Intervention de Éliane Assassi

Réunion du 17 février 2010 à 21h30
Récidive criminelle — Article 5 bis

Photo de Éliane AssassiÉliane Assassi :

L’article 5 bis tend à créer un répertoire des données à caractère personnel collectées dans le cadre des procédures judiciaires.

Si le principe d’une telle base de données n’est pas choquant, cet article 5 bis pose tout de même des problèmes relativement sérieux.

D’abord, il faut être clair : c’est un énième fichier qui est créé !

Ce fichier porte sur des données sensibles – notamment de santé –, données à caractère personnel collectées à toutes les phases de procédures judiciaires antérieures, de l’enquête à l’exécution de la peine. Pourtant, l’avis de la CNIL n’a pas été sollicité.

Seraient inscrites dans ce fichier les personnes condamnées, mais aussi les personnes poursuivies, autrement dit présumées innocentes. S’il est compréhensible que des données recueillies dans une affaire en cours, sur une personne non encore condamnée, puissent faire l’objet d’une consultation par les magistrats et experts, l’inscription au fichier ne saurait être possible avant la condamnation.

Ce fichier a pour finalité une connaissance de la personnalité et de l’évaluation de la dangerosité de ces personnes, poursuivies ou condamnées pour une infraction pour laquelle elles peuvent encourir – je dis bien simplement encourir – un suivi socio-judiciaire. Vous avouerez, mes chers collègues, que ce champ est bien large...

Il en va de même du contenu du fichier ! Celui-ci comprend toutes les pièces des examens et évaluations psychiatriques, médico-psychologiques, psychologiques et pluridisciplinaires. Pourquoi ne pas se contenter de leur liste et de leurs conclusions ? Je note d’ailleurs que la commission des affaires sociales a instauré une limite à cette longue liste.

S’agissant des modalités, l’article 5 bis tend à renvoyer à un décret en Conseil d’État. Rien n’est dit de la durée de conservation. Quant à la « promesse » d’effacement en cas de classement sans suite, de décision de non-lieu, de relaxe ou d’acquittement, on voit ce qu’il en est du casier judiciaire ou du système de traitement des infractions constatées, le fameux STIC.

Il est totalement illusoire de penser que les moyens actuels de la justice permettront de faire fonctionner ce nouveau fichier dans de bonnes conditions.

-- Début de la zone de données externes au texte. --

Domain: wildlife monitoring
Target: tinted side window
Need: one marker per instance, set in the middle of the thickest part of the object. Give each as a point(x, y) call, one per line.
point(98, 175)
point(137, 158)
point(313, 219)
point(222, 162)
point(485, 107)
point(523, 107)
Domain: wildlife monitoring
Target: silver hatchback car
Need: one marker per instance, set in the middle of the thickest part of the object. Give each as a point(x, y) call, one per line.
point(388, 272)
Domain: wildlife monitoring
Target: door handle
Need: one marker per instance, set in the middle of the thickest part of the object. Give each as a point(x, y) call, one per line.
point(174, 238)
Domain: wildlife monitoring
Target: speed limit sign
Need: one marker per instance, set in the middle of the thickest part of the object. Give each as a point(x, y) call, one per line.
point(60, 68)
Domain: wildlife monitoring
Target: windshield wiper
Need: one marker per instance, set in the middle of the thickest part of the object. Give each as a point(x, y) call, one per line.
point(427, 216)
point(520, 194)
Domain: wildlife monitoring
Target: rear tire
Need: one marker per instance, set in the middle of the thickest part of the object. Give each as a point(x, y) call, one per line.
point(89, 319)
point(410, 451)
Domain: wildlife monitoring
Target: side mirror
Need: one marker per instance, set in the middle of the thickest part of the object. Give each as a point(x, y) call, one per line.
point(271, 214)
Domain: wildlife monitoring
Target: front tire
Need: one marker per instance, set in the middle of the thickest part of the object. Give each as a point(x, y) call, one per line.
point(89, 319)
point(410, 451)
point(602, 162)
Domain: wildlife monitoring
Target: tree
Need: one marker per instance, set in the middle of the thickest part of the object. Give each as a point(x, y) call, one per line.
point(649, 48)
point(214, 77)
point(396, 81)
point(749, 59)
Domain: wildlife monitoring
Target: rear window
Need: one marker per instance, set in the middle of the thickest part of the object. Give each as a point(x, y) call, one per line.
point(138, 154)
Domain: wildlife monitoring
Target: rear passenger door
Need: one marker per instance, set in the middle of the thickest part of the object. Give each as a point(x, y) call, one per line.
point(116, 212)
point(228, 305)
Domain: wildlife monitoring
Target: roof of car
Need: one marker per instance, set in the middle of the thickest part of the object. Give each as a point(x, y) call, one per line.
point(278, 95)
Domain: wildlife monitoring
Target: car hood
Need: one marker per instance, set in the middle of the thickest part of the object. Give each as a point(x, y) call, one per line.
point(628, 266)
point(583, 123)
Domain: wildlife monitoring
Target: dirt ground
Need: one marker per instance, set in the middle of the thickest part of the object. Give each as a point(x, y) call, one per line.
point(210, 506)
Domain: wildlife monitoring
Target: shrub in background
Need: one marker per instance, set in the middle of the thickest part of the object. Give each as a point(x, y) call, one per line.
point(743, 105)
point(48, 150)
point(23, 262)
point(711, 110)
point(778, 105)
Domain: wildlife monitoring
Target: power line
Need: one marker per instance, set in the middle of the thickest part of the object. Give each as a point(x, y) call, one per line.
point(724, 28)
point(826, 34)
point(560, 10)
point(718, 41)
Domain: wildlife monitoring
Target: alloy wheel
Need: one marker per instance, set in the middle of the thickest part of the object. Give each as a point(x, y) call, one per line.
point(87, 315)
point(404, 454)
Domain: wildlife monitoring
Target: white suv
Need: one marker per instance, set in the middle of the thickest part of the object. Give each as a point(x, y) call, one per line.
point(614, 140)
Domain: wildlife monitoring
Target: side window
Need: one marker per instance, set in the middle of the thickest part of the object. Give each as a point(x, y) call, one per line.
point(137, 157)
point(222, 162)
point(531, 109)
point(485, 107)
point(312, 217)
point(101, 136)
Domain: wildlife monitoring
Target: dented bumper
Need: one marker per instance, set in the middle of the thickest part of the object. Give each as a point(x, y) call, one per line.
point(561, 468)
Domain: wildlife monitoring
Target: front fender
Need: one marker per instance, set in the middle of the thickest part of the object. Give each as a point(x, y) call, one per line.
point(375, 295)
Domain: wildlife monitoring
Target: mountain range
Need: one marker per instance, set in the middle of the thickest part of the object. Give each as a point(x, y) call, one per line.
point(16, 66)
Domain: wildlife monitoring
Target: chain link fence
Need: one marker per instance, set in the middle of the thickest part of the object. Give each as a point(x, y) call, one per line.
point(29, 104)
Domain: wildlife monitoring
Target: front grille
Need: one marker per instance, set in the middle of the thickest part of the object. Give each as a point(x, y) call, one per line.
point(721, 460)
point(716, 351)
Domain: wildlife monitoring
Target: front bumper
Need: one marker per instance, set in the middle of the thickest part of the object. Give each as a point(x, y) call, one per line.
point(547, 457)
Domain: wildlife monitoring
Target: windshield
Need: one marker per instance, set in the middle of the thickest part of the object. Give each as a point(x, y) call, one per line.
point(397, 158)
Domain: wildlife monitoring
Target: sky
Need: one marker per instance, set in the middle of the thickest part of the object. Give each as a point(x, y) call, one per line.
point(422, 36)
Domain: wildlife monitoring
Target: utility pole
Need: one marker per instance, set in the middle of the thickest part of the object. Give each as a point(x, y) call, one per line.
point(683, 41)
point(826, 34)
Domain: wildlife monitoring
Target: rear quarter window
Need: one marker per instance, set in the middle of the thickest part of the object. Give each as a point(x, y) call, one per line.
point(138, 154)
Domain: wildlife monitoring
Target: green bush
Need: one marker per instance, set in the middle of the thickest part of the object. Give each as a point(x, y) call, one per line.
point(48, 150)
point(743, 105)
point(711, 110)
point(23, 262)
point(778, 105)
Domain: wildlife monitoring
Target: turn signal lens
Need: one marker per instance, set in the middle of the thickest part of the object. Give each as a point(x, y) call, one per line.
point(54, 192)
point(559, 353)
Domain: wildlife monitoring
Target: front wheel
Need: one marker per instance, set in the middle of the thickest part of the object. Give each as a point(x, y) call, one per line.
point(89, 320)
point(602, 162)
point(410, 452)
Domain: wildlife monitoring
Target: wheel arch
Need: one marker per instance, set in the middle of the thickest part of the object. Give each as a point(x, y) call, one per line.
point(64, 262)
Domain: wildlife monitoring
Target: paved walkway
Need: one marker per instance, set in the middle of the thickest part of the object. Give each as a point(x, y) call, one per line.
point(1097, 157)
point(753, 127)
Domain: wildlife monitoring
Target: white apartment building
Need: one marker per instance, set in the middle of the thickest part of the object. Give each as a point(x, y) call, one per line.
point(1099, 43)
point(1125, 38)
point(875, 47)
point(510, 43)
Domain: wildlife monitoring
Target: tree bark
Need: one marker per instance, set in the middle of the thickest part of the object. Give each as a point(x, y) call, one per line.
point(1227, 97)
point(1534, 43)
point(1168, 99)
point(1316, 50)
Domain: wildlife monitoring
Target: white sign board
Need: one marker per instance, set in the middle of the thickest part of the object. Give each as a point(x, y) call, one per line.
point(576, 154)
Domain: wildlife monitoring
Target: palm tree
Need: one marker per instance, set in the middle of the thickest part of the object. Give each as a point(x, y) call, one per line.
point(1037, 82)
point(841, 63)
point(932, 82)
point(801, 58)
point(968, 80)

Le Comité des droits de l’homme des Nations unies, examinant la situation de la France en matière d’application du Pacte international relatif aux droits civils et politiques, soulignait dans son rapport de juillet 2008 que la France devait veiller à ce que « la collecte et la conservation de données personnelles dans les ordinateurs, dans des banques de données et selon d’autres procédés, que ce soit par les autorités publiques, des particuliers ou des organismes privés, soient régies par la loi ». Nous en sommes loin !

Par ailleurs, quel droit d’accès pour les personnes concernées ? La commission des lois a réservé l’accès à ce fichier à l’autorité judiciaire. C’est bien le moins !

Enfin, une question : quel est le véritable intérêt de ce répertoire, sachant qu’une expertise se fait à un moment précis, que la situation de la personne concernée peut avoir évolué et nécessite en tout état de cause de nouvelles évaluations, sachant aussi combien la notion de dangerosité est peu fiable ?

Nous proposons donc, pour l’heure, la suppression de l’article 5 bis.